Canada continued to win faceoffs, but the Iroquois picked up the intensity on the wings and ride. Merrill, out of contention on the faceoff unit playing close defense, could only watch as he and Thompson stood just over the restraining line. At some point, the sights of the show convinced Beville that Thompson will play attack the rest of the tournament, and "we'll piecemeal our midfield and do what we have to do," he said. "We just felt it was necessary and it made a huge difference for us." The Iroquois had been running Thompson through the midfield, with plenty of talent available on attack and the coaching staff looking to give Lyle a break at times.

"We kind of expected him to go down and play attack," Merrill said. "My focus changes a little bit more to a defensive role where when I'm up top I can roam a little bit more. I think he's probably a little bit more comfortable down there. He's got good chemistry with those other two attackmen. He's on the field all the time. That definitely changed momentum. I thought they were very good on the ground. That was a big difference. We just prolonged possessions because we couldn't pick up the ball."

Zach Miller dinged a clean look off the pipe, Canada goalie Dillon Ward came up with one of his 10 saves, Jason Noble drew the Thompson assignment for a time as picks were made, and Miles Thompson fed a crashing Jerome "Haina" Thompson driving to the crease, and he just missed on a shot, all within a three-minute stretch after the Iroquois tied the score. Chemistry? Oh, yes. Lyle Thompson could be heard yelling "Randall," voicing Staats' full first name to have him come set a pick.

The fans rose to their feet with a standing ovation after a timeout was called. During it, Thompson, who arrived at Albany three years ago as a shy, reserved, talk-to-you-if-you-talk-to-me type, asserted himself in the huddle.

"I was feeling it," he said. "I got a couple looks dodging from X and I just told everybody kind of where they were sliding from and what to look for, when I'm dodging from X and when I come to my left side, basically what we do at Albany, what to look for and where to be."

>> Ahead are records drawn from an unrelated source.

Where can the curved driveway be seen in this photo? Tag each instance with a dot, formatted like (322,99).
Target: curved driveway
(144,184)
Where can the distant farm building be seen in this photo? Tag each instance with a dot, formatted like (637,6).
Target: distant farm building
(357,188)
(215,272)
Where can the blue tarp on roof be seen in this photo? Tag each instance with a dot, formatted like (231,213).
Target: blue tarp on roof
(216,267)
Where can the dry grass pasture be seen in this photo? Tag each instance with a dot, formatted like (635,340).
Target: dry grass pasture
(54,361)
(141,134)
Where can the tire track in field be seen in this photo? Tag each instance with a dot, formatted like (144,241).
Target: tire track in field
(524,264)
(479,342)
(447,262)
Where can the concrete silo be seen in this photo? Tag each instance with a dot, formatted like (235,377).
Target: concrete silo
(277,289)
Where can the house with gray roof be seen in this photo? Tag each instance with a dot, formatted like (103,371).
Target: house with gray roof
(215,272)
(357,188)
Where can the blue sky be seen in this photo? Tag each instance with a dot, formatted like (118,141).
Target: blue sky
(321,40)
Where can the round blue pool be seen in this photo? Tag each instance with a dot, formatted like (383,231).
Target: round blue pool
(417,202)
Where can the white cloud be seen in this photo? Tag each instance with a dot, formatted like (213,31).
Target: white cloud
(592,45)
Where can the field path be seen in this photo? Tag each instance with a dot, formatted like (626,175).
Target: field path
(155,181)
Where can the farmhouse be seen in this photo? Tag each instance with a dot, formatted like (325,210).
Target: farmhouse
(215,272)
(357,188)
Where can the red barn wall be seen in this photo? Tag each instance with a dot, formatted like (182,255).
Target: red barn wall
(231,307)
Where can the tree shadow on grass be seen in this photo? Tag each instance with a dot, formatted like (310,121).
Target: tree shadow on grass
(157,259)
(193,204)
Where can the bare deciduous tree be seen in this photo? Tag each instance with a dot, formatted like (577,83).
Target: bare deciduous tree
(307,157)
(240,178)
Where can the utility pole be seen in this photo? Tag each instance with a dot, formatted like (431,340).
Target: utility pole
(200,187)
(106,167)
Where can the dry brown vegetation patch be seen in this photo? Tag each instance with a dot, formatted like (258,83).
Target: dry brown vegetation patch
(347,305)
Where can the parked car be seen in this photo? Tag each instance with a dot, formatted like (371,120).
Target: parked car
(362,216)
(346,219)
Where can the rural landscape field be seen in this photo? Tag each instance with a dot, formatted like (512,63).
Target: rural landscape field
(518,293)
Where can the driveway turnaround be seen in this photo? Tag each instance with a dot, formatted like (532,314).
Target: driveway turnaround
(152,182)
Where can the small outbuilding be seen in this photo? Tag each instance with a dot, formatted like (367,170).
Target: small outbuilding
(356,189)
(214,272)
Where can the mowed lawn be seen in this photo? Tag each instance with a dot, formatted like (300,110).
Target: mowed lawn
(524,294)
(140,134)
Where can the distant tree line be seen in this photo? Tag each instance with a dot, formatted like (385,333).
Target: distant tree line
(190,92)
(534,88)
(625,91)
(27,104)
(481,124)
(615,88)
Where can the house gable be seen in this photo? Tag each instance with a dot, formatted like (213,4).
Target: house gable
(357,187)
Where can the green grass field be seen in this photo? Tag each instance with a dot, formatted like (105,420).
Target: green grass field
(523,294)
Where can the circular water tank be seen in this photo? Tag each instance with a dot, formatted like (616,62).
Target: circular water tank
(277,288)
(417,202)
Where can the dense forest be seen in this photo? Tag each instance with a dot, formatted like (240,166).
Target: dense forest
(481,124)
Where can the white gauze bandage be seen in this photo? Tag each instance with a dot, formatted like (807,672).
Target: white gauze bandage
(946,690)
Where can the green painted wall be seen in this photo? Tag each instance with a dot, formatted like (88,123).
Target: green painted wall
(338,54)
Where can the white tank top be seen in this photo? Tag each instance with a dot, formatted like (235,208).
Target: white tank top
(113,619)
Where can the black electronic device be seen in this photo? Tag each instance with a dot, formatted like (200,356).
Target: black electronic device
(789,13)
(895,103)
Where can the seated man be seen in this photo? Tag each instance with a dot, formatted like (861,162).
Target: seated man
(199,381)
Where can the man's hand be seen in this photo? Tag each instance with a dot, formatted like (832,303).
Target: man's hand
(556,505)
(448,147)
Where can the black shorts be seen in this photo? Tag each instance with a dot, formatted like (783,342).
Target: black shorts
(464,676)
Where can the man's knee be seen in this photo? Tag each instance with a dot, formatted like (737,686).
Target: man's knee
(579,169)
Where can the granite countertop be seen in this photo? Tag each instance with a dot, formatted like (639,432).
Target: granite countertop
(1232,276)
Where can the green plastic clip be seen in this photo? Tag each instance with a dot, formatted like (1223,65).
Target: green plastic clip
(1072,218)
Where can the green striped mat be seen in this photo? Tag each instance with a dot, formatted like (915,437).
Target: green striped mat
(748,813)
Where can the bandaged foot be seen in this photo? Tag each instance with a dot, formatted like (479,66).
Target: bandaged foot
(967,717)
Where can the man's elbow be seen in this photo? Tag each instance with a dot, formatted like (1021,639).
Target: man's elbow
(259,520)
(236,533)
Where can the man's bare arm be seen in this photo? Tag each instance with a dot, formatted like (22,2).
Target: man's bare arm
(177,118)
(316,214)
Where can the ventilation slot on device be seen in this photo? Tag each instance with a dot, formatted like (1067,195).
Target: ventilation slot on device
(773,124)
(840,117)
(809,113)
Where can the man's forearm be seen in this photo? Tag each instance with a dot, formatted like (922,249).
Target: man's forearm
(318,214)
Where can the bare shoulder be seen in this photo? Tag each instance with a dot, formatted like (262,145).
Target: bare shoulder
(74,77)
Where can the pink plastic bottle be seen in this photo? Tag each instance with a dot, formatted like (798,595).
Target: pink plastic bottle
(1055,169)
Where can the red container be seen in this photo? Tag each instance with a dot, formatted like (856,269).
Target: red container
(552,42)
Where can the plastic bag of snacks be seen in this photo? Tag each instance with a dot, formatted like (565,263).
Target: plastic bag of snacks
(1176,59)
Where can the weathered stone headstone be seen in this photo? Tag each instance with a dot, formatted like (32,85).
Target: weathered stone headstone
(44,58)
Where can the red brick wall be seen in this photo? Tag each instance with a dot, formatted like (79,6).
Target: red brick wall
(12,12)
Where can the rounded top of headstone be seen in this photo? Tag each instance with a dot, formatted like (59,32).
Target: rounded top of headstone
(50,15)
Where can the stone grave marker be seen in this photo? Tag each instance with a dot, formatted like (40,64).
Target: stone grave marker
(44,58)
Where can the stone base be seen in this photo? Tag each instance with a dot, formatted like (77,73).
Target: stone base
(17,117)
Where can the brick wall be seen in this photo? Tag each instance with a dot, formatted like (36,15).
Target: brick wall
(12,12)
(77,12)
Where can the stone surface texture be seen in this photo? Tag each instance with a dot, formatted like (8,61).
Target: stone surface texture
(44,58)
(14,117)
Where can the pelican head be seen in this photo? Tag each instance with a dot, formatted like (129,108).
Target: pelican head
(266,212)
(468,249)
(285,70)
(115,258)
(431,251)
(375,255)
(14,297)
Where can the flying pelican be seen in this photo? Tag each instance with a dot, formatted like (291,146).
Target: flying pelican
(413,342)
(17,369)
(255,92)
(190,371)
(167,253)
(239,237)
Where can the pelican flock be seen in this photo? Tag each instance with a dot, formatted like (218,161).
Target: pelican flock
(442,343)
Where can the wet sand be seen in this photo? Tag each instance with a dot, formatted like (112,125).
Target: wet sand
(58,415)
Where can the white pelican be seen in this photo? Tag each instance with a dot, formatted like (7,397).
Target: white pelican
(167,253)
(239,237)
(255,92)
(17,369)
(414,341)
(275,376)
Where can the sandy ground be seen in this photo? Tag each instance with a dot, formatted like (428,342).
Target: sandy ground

But he never got another chance. On the possession out of the timeout, an errant pass went to the midfield line and the Iroquois were called for a push. With 19.4 seconds left, Jeremy Noble took advantage of a slipping defender and fed Curtis Dickson for the go-ahead goal for Canada. It was their only goal in the last 29 minutes.

Geoff Snider won the ensuing faceoff on procedure – he won 12 of 19 overall – and after a restart in the waning seconds was marred by two unnecessary roughness penalties and three unsportsmanlike conducts spread among three Iroquois and two Canadians, time ran out, and the ball never made it back to Lyle Thompson's stick, or anyone else's.

"I didn't get a chance to go at him one last time," Lyle said of facing Brodie.

Who knows what would have happened then?